Additionally, leave a radio playing. The sound will provide white noise to mask outside disturbances. The sound of a radio is also reassuring, since it is normally associated with your presence. My Malamute Phoenix was quite partial to Classical music, Country, and Calypso. Oso prefers television, especially ESPN or CNN — the sound of reassuring male voices, perhaps?
When Leaving Home
Make sure to stuff a number of chewtoys with kibble and treats. Make sure to stuff a piece of freeze-dried liver into the tiny hole of each Kong, or deep into the marrow cavity of each bone. Place the tastily stuffed chewtoys in your puppy's long-term confinement area and shut the door… with your puppy on the outside! When your puppy begs you to open the door, let him in and shut the door, turn on the radio or television, and leave quietly. Your puppy's chewing will be regularly reinforced by each piece of kibble that falls out of the chewtoy. Your puppy will continue to chew in an attempt to extract the freeze-dried liver. Eventually your puppy will fall asleep.
When Returning Home
Do not acknowledge your puppy's presence with praise or petting until he retrieves a chewtoy. Once he brings you a chewtoy, use a pen or pencil to push out the piece of freeze-dried liver that your puppy has been unable to extract. This will impress your puppy to no end.

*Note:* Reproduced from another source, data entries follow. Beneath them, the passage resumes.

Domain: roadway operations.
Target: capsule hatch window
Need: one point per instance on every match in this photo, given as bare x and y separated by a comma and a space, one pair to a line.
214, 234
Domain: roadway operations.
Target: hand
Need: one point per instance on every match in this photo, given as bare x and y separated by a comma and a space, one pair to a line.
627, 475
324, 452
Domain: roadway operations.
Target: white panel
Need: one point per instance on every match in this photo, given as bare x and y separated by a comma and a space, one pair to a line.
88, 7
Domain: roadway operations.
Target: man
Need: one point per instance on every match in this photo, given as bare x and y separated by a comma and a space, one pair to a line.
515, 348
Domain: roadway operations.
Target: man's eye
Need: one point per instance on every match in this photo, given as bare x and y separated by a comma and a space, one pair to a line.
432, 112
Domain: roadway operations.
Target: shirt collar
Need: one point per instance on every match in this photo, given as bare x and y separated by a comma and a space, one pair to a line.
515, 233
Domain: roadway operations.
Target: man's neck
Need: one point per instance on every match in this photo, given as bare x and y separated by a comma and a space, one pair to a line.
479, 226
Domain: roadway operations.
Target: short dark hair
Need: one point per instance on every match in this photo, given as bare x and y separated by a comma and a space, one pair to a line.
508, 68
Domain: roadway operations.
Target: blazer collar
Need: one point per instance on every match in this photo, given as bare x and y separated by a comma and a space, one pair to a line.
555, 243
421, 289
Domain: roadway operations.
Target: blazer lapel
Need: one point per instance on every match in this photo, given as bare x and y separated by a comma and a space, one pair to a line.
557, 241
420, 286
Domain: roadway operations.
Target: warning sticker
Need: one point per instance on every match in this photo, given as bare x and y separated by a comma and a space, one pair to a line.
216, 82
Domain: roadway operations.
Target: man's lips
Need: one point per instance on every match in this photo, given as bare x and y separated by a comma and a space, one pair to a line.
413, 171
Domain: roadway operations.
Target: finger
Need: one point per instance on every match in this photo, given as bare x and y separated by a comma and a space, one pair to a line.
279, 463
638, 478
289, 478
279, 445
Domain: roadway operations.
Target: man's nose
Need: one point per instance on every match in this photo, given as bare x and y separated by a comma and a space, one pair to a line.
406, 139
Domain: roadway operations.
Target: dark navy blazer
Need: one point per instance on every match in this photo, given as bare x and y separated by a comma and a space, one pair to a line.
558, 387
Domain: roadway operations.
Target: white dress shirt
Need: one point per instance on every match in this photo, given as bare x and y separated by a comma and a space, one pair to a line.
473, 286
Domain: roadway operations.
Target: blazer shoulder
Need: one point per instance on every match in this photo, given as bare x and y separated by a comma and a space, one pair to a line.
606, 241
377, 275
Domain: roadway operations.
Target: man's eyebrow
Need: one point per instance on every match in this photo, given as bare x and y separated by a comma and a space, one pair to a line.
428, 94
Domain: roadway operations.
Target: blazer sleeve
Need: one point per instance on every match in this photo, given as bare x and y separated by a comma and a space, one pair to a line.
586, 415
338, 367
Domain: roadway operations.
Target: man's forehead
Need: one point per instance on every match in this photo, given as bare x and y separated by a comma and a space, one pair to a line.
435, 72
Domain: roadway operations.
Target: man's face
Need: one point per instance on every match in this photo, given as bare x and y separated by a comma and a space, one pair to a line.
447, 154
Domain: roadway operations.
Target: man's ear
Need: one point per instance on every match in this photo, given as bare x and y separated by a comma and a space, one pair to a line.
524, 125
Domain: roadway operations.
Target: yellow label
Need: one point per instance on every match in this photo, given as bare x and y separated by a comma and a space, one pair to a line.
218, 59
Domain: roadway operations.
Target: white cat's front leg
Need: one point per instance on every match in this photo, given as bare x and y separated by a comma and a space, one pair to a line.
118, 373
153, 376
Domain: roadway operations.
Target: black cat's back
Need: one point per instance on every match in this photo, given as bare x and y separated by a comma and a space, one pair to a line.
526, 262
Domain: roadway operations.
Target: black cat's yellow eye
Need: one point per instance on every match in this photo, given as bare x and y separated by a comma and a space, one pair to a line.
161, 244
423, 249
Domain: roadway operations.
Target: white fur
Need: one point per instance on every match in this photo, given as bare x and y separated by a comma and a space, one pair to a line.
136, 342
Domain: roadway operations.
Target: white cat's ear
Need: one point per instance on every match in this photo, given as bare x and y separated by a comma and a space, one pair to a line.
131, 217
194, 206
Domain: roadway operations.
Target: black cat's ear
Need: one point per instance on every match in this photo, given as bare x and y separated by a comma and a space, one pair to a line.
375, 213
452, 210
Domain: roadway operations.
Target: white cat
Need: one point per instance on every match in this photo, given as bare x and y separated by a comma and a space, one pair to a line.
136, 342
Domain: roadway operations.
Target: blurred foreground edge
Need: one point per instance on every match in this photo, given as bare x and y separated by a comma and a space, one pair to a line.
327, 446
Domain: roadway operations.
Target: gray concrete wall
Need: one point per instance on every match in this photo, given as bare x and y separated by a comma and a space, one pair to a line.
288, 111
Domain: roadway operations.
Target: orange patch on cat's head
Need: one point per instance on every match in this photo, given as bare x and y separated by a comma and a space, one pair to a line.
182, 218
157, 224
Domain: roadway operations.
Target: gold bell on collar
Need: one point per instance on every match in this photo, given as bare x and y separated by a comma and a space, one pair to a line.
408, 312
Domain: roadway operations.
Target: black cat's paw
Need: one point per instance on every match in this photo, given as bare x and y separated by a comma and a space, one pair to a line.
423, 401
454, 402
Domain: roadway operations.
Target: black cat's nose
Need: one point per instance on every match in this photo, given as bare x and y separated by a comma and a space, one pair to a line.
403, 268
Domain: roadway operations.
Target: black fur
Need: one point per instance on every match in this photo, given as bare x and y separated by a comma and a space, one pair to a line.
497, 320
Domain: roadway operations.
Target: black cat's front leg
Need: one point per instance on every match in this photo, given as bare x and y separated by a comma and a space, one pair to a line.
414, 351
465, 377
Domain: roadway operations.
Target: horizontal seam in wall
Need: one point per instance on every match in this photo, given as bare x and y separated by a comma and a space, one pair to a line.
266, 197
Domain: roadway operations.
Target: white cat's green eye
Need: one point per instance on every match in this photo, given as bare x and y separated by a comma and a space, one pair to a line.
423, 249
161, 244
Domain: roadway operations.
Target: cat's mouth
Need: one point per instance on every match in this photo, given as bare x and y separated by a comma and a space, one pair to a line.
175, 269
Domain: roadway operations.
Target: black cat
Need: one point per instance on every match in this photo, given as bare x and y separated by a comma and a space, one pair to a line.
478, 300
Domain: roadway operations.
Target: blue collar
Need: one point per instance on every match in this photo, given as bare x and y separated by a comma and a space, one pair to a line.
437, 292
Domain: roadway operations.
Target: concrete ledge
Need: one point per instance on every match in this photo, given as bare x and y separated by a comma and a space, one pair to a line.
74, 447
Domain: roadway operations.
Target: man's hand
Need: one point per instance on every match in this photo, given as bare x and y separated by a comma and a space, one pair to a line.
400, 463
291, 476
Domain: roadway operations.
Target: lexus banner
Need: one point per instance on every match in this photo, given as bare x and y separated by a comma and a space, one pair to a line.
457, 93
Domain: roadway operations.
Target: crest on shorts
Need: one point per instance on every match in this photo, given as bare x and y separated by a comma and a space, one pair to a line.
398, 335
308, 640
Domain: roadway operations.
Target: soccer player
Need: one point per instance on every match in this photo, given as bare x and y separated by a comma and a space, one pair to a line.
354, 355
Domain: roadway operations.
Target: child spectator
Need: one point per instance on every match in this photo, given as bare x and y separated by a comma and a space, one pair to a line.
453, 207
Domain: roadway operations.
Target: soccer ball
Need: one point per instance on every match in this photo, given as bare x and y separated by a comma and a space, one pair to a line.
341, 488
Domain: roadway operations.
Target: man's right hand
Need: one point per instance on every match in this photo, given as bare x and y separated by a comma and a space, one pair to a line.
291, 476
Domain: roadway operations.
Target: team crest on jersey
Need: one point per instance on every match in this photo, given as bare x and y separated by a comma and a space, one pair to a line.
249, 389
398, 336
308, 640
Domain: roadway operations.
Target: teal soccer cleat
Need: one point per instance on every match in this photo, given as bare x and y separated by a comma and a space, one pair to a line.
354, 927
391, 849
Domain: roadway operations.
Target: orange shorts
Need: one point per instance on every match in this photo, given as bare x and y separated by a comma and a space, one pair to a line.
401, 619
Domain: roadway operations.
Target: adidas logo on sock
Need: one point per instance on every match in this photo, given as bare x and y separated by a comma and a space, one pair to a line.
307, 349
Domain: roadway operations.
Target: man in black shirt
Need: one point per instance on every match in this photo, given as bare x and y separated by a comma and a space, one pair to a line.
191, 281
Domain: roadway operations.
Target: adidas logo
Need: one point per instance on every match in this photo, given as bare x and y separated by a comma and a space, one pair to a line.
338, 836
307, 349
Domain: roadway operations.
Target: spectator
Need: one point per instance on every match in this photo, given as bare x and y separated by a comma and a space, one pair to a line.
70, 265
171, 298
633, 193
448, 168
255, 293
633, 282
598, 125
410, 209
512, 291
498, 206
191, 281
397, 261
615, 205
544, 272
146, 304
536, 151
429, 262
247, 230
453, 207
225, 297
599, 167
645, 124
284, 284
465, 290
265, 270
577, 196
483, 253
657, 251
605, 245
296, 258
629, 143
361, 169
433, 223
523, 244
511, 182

Dogs are crepuscular and quite happy to sleep all day and all night. They have two activity peaks, at dawn and dusk. Thus, most chewing and barking activity is likely to occur right after you leave your pup in the morning and just before you return in the evening. Leaving your puppy with freshly stuffed chewtoys and offering the unextracted treats when you return prompts your puppy to seek out his chewtoys at times of peak activity.

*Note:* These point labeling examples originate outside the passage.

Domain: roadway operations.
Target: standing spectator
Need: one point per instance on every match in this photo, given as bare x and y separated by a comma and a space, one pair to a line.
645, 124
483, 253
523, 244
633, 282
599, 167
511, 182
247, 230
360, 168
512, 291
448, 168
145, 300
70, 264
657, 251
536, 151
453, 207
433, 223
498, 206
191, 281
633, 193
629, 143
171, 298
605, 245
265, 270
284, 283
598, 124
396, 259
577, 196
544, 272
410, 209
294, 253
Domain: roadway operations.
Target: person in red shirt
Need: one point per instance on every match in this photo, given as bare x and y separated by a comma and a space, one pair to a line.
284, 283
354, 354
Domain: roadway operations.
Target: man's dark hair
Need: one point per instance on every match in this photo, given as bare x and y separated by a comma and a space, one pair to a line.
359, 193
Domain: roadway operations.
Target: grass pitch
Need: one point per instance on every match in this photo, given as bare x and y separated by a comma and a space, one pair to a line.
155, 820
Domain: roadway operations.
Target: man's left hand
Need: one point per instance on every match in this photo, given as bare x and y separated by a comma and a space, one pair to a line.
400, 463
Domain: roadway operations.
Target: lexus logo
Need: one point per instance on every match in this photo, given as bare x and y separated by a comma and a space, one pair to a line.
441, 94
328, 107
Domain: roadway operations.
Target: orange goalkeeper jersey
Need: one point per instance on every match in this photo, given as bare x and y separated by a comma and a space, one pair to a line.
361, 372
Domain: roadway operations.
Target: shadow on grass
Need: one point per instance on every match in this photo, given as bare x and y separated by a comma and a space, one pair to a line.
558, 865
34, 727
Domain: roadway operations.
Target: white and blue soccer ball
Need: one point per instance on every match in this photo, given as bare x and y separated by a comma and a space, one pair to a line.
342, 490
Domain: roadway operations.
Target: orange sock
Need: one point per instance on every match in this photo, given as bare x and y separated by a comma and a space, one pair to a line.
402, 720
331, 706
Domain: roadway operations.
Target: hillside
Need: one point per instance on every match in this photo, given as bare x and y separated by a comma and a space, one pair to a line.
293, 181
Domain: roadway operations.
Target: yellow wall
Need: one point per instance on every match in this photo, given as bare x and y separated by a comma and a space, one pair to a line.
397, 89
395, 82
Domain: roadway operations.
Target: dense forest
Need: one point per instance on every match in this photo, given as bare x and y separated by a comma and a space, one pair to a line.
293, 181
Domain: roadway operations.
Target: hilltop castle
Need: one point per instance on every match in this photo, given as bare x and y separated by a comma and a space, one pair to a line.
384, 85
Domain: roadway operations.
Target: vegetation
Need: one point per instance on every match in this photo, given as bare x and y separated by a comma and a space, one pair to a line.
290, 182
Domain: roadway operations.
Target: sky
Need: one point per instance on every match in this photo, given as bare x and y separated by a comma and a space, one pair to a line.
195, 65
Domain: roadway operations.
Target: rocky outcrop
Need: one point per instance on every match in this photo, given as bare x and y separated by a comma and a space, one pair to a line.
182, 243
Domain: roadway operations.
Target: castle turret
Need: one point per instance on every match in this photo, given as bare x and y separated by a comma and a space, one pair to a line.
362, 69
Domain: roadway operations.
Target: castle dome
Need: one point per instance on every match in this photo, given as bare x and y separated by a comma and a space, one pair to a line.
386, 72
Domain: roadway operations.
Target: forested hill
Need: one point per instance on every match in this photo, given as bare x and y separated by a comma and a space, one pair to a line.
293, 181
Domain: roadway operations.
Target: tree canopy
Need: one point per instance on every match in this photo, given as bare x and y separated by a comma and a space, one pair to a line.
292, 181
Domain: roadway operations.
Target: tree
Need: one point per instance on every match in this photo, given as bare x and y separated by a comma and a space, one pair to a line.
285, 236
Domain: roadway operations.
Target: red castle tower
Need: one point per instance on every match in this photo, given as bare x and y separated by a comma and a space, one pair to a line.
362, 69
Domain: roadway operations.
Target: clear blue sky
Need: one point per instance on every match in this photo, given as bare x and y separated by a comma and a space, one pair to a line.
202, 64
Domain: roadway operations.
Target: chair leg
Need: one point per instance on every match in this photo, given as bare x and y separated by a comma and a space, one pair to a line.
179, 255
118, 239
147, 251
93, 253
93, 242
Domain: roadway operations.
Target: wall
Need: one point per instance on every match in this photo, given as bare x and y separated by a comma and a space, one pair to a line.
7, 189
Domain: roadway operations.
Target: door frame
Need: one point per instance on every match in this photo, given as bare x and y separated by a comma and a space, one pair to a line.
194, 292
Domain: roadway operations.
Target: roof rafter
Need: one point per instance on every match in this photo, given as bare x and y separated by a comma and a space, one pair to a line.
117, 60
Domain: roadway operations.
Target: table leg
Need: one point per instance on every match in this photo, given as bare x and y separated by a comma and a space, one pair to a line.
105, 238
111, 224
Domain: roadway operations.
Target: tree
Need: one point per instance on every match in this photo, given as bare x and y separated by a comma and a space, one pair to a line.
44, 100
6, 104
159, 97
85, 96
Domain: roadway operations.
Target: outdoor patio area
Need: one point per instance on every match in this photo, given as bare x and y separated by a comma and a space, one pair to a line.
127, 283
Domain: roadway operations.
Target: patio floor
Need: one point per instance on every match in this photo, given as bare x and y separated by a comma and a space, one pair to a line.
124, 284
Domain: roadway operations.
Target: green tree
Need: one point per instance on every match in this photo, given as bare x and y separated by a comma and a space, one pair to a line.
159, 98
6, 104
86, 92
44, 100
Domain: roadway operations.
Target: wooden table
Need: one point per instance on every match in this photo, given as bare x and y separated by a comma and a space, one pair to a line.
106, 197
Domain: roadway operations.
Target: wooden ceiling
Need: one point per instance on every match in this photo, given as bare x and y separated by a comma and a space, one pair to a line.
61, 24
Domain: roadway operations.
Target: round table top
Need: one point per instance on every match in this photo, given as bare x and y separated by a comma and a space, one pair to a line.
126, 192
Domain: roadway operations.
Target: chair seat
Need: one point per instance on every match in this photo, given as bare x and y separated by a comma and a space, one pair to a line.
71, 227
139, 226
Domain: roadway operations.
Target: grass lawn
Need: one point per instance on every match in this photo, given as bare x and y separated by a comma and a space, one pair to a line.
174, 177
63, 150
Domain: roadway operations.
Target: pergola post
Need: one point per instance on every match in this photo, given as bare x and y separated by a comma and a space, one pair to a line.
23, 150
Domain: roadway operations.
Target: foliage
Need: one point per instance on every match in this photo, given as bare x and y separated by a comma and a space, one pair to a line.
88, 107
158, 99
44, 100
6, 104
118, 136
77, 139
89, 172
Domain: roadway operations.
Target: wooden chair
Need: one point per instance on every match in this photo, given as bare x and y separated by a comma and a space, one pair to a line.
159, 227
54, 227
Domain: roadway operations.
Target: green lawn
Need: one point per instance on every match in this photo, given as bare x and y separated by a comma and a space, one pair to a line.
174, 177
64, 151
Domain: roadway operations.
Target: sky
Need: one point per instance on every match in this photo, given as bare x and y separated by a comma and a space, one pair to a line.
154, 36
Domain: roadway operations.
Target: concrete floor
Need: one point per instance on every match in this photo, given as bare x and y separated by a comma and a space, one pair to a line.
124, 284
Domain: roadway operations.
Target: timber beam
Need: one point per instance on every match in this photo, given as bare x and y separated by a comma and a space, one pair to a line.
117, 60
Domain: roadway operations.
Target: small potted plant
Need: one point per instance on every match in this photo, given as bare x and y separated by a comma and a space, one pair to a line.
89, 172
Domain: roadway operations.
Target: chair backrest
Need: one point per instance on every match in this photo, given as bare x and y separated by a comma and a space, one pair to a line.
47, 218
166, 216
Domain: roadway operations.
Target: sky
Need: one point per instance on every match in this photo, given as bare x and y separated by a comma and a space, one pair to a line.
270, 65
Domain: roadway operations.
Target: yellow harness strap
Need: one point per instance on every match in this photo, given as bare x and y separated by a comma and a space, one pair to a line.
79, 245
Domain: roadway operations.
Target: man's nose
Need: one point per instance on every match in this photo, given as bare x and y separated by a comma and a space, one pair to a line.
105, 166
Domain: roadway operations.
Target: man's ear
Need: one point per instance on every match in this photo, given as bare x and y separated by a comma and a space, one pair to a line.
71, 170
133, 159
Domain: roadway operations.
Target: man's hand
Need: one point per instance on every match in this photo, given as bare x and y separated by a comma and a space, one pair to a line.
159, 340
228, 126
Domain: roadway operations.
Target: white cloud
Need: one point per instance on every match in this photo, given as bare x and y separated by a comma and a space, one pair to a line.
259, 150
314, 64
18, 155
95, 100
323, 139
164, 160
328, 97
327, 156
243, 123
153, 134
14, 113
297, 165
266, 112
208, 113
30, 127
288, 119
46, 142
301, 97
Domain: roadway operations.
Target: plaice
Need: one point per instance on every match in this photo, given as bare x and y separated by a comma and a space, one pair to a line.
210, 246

Smothering your pup with attention and affection when you are home primes your puppy to really miss you when you are gone. A Jekyll-and-Hyde environment (lots of attention when you are there, and none when you are gone) quickly creates a Jeckyll-and-Hyde puppy that is completely confident when you are there, but falls apart and panics when you are gone.

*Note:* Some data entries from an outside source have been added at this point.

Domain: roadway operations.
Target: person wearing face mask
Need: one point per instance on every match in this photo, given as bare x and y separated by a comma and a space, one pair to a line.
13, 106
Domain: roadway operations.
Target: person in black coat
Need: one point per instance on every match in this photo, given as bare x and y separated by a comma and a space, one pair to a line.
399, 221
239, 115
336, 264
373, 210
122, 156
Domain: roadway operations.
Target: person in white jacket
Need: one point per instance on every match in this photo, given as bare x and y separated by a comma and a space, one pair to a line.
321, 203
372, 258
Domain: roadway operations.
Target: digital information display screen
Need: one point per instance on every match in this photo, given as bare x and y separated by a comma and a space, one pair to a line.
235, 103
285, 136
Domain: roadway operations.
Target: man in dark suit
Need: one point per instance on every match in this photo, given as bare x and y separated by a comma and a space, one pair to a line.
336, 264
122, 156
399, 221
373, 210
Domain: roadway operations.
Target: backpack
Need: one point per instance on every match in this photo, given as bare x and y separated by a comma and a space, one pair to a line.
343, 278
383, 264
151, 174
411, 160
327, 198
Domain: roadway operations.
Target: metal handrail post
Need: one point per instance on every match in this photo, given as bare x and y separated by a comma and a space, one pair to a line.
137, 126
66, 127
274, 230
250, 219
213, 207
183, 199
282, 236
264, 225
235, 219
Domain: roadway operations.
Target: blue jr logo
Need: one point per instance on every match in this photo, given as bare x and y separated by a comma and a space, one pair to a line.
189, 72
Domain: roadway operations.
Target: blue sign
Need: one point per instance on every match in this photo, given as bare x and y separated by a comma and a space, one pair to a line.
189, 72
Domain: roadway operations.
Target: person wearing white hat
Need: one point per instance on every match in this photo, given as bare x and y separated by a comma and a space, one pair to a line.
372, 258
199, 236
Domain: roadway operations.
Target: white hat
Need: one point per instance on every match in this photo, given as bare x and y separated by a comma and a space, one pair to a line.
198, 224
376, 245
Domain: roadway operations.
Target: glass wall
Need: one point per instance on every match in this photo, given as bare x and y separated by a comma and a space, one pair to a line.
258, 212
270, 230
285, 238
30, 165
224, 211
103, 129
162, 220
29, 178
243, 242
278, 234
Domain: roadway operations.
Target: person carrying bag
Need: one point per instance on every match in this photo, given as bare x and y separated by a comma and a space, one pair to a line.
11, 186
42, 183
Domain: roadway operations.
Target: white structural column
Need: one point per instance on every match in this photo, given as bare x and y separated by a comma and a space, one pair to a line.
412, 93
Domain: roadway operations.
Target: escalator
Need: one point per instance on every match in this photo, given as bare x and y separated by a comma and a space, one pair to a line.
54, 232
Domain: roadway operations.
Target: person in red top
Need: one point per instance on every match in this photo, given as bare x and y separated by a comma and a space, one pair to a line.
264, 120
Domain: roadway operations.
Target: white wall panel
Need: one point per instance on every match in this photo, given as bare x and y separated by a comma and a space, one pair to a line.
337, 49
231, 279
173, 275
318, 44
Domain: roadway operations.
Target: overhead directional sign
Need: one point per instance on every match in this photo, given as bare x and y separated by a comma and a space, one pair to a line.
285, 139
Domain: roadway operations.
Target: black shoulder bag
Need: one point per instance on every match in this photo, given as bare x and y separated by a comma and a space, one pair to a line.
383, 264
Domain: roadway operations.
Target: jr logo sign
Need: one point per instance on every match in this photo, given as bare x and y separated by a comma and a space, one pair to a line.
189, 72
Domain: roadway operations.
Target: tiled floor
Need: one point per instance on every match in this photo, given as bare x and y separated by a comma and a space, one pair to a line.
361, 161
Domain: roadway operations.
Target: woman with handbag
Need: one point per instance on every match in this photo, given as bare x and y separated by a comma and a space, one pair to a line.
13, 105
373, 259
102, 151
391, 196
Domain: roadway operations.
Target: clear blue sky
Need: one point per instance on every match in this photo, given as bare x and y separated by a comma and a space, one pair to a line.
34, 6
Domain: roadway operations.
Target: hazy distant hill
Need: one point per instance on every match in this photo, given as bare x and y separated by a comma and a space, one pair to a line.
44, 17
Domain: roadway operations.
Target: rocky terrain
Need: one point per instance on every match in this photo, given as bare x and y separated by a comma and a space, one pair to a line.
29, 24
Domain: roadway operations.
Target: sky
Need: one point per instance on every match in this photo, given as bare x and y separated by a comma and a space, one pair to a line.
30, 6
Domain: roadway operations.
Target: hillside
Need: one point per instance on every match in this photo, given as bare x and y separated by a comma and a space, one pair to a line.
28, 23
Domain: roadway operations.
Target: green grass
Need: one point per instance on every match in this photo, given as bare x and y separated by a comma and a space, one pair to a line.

If you allow your puppy to become overdependent upon your presence, he will be anxious in your absence. Canine anxiety is bad news for you and bad news for your pup. When stressed, dogs are more likely to indulge in bad habits, such as housesoiling, chewing, digging, and barking. Being anxious is also decidedly unpleasant for your dog.
During your puppy's first few weeks at home, frequent confinement with stuffed chewtoys is essential for your pup to develop confidence and independence. Once your puppy is quite happy busying himself with his chewtoys whenever left alone, you may safely allow your now well-behaved and confident pup to enjoy as much time with you as he likes, without the fear that he will become anxious in your absence.
Is It Really Separation Anxiety?
Most doggy "disobedience" and wanton house destruction occurring in the owner's absence has nothing to do with separation anxiety. In fact, separation relief might be a more precise and descriptive term. The dog chews, digs, barks, and soils the house only when the owner is absent because he has learned it would be foolhardy to indulge in these pastimes when the owner is present. Owner-absent misbehavior is an indication that the owner has tried to suppress normal and natural dog behaviors with punishment, rather than teaching the dog how to behave — namely, how to express his basic doggy desires in an acceptable fashion. Often the term “separation anxiety” is an excuse for a dog who is simply not yet housetrained or chewtoy-trained.